Kevin Cogan has a theory.
The longtime Highlands and Cherokee Triangle-area developer believes the city took a wrong turn early in its pursuit of urban living, and the result has been downtown condos that are too expensive for the people who want to live in them.
“The people who went out to the suburbs, they want to come back — but not all the way to downtown. I call them ‘edge of urban,’” he says. “They want to feel the park. They want the feeling of the coffeeshops and that. But they’ll leave the downtown streets to the younger, to the Y generation.”
They also have money, Cogan says, and if they’re going to downsize, they want some of the amenities of their suburban mini-mansions, such as chef’s kitchens and walk-in closets. But they don’t care about Fourth Street Live, abhor the wrenching traffic of the KFC Yum! Center, and prefer to sip their bourbon in the comfort of their own living rooms.
Enter Park Grande, Cogan’s first big effort to draw that market. The seven-story, six-unit development overlooking Cherokee Park was sold out when it opened in 2006; among its tenants are Ulysses “Junior” Bridgeman, Jim Patterson, Bruce Lunsford and “Papa” John Schnatter. Cogan considers it a proof of concept.

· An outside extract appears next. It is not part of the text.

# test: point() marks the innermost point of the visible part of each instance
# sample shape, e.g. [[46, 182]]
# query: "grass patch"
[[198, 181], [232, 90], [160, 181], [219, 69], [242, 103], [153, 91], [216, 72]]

Sitting in his fourth-floor unit at Park Grande, a luxurious condo with an Italian-inspired design, the principal of Jefferson Development Group reflects on his theory, which is driving his development of the Willow Grande, a proposed 15-story, 24-unit luxury condo building at the corner of Willow and Baringer avenues, where the Bordeaux Apartments stand today.
It might seem unusual to reflect on something that still requires planning and zoning approvals before the first shovel of dirt is turned, but Cogan has had a lot of time to think on this one. The project has been wending its way through the planning process for nearly three years. At present, it is the subject of two lawsuits by the Cherokee Triangle Association, which is arguing the Willow Grande is out of scale for the neighborhood. This evening, Cogan goes before the Metro Planning Commission to ask for 13 waivers and variances to accommodate the building’s footprint, parking and associated traffic changes.
Cogan says it’s been his vision for more than 30 years, since he sold his first unit at the nearby 1400 Willow luxury tower, to add to the row of condo buildings along Willow Ave. that also includes the Dartmouth-Willow Terrace. Those two Depression-era structures house a combined 82 units. Down the street, the Commodore on Bonnycastle Ave. — a 59-unit luxury condo tower — opened in 1929. All three were designed by Joseph and Joseph Architects, which Cogan hired to craft the Willow Grande.
Those structures were built before the neighborhood became what it is now; the Bonnycastle neighborhood plan at the time supposes there would be similar buildings built nearby.
One could argue, then, that the Triangle took shape around them, that they’re fundamental to its development. Or that the Triangle changed so dramatically after they were built — nearly every house or apartment complex is under four stories — that the vision is no longer relevant.
That’s the heart of the dispute between Cogan and the neighborhood association. For Cogan, it’s a select few loud voices who have sought to block him at every turn — during development of Park Grande, which took seven years from concept to concrete, and now with Willow Grande. He says home values have benefitted dramatically from the luxury condos at 1400 Willow, and that neighbors would throw a fit if the Dartmouth-Willow Terrace were somehow razed or removed.
For the Cherokee Triangle Association, Cogan is a developer trying to bend the rules that have made their neighborhood what it is: a sometimes tony, other times gritty mix of more than 2,400 households — owners and renters — who have flourished under the tight restrictions on land use that govern the historic neighborhood.
“The main reason we’re opposed to Willow Grande is the sheer mass and scale of it is completely out of character with the whole rest of the neighborhood,” says CTA president Tim Holz. The neighborhood association has pursed a campaign called “Size Matters” that targets Willow Grande.
The group filed suit against Cogan and the Metro Landmarks Commission over the Willow Grande in 2012, after the commission approved the project. The following year, they sued Cogan and Metro government after the Metro Council passed a rezoning request to allow for Willow Grande’s increased density. The former is before the Kentucky Court of Appeals, and the latter is in Jefferson Circuit Court.
Cogan says the planning process — which began for Willow Grande in July 2012 — grants too much influence to neighborhood groups.
“We have a broken system,” he says. “Our Planning Commission tries its best, but we get embroiled not in planning and zoning. We get embroiled in planning and neighborhood sentiment. And there’s a big difference.”
Cogan, who has lived just off Park Boundary Road in Cherokee Park for more than three decades, says he’s committed to improving the neighborhood — and, by extension, its residents’ home values. He cites his projects to turn an old blood bank on Bardstown Road into what is now Seviche and Panera Bread, and to remake a declining building into the strip that’s home to Sapporo, as evidence of his commitment.
“I put my money where my mouth is,” he says.
Whether he gets the chance to do that at Willow Grande remains to be seen. Until then, Cogan won’t stop.